This week the House voted to extend a rule making it easier for lawmakers to eliminate federal jobs and cut federal pay. The Holman Rule was brought back at the beginning of the 115th Congress, but it was scheduled to only be in place for one year.
This rule, which had been banned since 1983, enables lawmakers to reduce the number of federal employees at specific agencies or cut federal pay as a provision of or an amendment to an appropriation bill. They can cut the rolls or compensation for employees only at the agencies covered by the specific spending bill in which the provision or amendment is included. The salary reductions can target only those employees whose salaries are paid from the Treasury.
The Holman Rule was never used successfully in 2017. Congress tried slashing 1/3 of the employees in the Congressional Budget Offices, but that was easily defeated on the House floor. Amendments were also put forward to strip the salaries of any employee working full time on official time or anyone “not subject to at-will employment”. However, those provisions did not make it out of committee.
The House Policy Committee said when it first passed the rule last year that it was intended to “provide members with additional tools to reduce spending during consideration of the regular general appropriations bill”.
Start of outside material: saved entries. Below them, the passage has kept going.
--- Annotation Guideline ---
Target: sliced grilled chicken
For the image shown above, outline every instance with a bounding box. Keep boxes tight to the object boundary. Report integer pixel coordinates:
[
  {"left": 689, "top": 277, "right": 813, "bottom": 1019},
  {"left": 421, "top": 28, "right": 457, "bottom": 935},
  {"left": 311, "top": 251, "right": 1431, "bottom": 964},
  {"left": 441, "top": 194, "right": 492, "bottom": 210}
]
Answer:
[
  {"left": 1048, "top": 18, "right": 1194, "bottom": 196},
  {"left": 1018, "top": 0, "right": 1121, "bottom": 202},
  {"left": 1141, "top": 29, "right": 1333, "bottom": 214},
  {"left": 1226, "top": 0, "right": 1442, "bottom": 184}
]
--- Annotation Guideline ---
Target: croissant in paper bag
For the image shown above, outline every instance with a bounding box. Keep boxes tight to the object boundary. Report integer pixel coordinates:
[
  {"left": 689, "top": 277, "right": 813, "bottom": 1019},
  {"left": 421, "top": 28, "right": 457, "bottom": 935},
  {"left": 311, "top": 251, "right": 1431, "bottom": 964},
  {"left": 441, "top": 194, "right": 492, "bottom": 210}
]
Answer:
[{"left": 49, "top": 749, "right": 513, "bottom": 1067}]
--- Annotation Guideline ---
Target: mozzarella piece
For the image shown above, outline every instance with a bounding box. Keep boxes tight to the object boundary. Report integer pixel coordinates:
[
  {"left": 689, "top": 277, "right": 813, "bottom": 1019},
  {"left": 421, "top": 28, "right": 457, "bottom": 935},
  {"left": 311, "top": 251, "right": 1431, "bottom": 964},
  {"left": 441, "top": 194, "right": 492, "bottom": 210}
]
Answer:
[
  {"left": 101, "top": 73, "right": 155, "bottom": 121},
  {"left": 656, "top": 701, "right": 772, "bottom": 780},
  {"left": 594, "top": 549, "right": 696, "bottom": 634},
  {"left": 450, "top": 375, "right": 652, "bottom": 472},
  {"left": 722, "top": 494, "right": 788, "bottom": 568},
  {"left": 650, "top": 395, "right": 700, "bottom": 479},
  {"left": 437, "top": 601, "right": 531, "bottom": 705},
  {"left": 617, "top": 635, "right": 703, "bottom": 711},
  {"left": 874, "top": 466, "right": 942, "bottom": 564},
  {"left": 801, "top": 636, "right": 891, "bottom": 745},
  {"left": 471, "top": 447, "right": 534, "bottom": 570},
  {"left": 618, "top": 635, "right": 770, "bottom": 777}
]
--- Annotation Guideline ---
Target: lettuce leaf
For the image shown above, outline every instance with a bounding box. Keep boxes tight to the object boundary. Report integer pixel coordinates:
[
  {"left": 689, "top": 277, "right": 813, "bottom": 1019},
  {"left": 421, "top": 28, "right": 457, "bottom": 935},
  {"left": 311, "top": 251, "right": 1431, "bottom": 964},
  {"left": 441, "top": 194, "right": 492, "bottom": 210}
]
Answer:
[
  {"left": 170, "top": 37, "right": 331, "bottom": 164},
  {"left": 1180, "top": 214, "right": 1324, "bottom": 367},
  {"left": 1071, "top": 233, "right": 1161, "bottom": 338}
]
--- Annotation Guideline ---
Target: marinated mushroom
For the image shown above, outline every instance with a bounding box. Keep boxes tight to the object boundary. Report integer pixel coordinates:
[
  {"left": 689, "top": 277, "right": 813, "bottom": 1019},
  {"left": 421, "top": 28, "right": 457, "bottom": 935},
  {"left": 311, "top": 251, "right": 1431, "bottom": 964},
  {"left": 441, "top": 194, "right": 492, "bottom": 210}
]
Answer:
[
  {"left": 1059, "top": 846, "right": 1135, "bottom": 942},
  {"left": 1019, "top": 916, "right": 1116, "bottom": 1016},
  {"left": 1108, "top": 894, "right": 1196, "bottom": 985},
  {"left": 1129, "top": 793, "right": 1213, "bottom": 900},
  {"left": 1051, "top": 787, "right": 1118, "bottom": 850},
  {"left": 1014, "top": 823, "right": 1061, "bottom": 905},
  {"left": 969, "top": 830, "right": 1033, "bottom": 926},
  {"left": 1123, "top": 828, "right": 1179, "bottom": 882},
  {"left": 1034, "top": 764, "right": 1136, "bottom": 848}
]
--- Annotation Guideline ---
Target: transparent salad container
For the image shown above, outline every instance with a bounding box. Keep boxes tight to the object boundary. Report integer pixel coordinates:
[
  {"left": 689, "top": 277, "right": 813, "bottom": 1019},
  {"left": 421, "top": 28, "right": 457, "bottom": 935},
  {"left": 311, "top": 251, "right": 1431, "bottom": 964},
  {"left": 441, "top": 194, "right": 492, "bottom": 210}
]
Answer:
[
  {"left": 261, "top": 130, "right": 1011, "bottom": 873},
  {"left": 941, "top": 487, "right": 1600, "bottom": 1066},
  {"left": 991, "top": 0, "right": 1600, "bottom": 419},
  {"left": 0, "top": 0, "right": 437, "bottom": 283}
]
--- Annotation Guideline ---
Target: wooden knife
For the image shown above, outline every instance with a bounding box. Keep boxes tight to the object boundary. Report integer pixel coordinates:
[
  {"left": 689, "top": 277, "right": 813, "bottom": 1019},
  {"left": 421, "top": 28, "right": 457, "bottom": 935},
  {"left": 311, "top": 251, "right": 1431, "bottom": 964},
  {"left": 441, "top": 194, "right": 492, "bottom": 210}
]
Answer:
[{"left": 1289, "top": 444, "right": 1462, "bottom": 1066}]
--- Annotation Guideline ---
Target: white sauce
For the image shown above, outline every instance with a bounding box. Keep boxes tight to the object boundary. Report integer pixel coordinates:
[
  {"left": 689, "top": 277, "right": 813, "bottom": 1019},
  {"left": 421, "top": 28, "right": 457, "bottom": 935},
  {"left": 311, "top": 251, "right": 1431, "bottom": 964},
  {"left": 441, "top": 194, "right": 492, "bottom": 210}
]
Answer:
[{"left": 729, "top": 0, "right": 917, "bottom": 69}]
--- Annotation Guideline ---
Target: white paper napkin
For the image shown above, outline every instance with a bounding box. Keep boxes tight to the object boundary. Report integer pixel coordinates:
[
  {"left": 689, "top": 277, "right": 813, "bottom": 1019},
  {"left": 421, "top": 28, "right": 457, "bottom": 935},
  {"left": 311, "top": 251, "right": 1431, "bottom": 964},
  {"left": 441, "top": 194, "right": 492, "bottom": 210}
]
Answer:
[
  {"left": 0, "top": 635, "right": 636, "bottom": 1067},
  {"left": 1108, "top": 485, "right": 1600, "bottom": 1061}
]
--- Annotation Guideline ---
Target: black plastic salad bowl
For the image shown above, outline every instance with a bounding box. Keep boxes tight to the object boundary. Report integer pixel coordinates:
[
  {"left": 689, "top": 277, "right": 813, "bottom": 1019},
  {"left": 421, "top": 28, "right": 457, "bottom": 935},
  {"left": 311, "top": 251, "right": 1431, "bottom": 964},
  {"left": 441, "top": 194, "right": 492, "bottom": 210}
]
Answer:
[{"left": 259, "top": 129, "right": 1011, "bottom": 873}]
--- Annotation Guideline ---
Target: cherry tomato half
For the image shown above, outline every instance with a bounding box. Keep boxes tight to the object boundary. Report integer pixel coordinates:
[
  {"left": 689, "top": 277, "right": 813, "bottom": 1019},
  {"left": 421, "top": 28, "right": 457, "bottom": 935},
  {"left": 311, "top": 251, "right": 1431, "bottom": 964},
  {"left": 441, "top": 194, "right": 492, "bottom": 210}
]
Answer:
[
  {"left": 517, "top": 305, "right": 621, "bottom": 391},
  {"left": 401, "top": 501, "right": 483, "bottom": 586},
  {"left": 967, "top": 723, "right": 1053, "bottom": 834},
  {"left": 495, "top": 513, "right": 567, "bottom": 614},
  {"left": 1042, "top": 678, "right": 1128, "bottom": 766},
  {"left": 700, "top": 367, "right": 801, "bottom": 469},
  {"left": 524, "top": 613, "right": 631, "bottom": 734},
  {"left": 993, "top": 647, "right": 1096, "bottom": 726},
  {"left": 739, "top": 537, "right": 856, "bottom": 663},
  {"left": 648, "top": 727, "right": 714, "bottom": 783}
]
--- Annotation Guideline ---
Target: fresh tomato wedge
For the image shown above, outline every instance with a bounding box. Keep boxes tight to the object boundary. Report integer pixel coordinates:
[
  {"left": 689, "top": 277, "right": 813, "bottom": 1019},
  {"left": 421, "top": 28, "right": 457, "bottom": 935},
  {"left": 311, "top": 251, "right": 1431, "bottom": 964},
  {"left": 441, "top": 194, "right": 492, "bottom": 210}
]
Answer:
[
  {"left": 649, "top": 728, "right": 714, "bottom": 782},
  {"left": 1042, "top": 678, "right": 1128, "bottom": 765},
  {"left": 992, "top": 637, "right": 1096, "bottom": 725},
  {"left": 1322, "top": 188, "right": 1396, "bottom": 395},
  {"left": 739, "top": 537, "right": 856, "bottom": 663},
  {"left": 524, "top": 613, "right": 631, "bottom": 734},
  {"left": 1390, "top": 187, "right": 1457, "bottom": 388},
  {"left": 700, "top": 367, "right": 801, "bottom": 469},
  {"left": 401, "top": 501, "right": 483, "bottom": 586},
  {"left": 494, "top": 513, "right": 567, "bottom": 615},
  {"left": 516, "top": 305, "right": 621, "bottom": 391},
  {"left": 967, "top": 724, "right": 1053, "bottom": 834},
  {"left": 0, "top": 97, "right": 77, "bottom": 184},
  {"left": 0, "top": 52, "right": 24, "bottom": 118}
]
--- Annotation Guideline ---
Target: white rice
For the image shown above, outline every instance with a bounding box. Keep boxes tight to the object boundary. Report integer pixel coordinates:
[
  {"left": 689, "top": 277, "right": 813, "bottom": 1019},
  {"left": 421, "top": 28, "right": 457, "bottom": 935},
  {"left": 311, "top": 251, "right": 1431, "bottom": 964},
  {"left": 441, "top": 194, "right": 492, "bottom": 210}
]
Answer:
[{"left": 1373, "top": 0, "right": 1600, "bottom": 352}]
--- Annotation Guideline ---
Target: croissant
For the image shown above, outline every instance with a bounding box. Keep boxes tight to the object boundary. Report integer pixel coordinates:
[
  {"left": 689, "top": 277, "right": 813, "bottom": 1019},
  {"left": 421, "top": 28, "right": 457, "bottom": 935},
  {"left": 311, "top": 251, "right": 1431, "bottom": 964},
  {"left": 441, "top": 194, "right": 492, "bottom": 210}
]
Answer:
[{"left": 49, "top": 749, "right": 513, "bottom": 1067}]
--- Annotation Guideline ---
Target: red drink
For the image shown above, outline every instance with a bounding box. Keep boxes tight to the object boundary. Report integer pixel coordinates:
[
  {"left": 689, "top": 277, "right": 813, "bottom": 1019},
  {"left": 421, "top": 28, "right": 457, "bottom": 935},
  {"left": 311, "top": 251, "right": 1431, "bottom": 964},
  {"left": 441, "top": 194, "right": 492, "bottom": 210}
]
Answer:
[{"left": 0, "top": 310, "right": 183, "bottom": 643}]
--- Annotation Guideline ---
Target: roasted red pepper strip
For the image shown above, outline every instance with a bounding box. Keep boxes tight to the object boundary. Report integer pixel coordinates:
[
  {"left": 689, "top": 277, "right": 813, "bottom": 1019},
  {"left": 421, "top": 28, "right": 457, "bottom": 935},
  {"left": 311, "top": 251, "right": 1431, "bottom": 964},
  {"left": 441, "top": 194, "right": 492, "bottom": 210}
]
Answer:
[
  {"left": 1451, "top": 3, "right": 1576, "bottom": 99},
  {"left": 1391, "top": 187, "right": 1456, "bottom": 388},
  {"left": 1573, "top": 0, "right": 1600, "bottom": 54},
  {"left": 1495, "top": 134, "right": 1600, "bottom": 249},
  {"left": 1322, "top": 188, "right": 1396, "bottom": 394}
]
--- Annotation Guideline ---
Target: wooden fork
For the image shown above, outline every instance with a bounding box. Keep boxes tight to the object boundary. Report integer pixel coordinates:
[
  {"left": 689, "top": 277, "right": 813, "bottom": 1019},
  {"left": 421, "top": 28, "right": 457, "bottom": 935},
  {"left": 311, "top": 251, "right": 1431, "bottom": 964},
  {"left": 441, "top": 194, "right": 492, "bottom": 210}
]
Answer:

Rep. Gerry Connolly, D-Va., accused House Republicans of sneaking in the rule extension “without any public debate”. “This archaic tool, also known as the Armageddon Rule, is nothing more than a backdoor way for Republicans to dismantle the federal workforce and carry out political vendettas at the expense of career civil servants,” he said. He added, “no one is safe” because Republicans attempted to invoke the measure on the non-partisan CBO.